Prenons un département français bien chargé en installations nucléaires, tiens, disons même le plus chargé de tous. Imaginons à présent une centrale où tout risque d’incident est « sous contrôle », où rien de fâcheux ne peut arriver.
Imaginons maintenant que quelque chose de fâcheux, de très fâcheux même, finisse quand même par arriver. Vous n’y croyez pas ? demandez un peu aux 18 000 morts de Fukushima s’ils y croyaient, eux ?

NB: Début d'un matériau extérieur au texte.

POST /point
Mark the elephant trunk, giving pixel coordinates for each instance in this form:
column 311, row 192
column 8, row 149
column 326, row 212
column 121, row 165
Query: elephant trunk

L’histoire commence vingt ans plus tard, la presqu’île du Cotentin est devenue une île. Elias vit dans les bois avec son père. Fait-il bien de s’aventurer ainsi dans les vestiges de la grande ville, tout au bord de la mer ?

Encore quinze jours et on pourra montrer le petit dernier. En attendant, une couverture et un résumé, tous les deux glanés sur le site du Rouergue.


Elias ne connait rien du monde. Juste son île et encore… seulement la moitié, celle qui est du bon côté du mur de ronces. Un roncier immense, infranchissable. De l’autre côté, personne n’y va, à cause des monstres, de la catastrophe et des dangers. Mais quand Elias commet l’irréparable, il est banni au-delà du mur. Le voilà projeté dans un autre monde où les règles ne sont plus les mêmes et la réalité pleine de mystères. Après Des poings dans le ventre, prix de la pépite du roman à Montreuil, Benjamin Desmares signe le premier tome d’un dyptique sombre et haletant.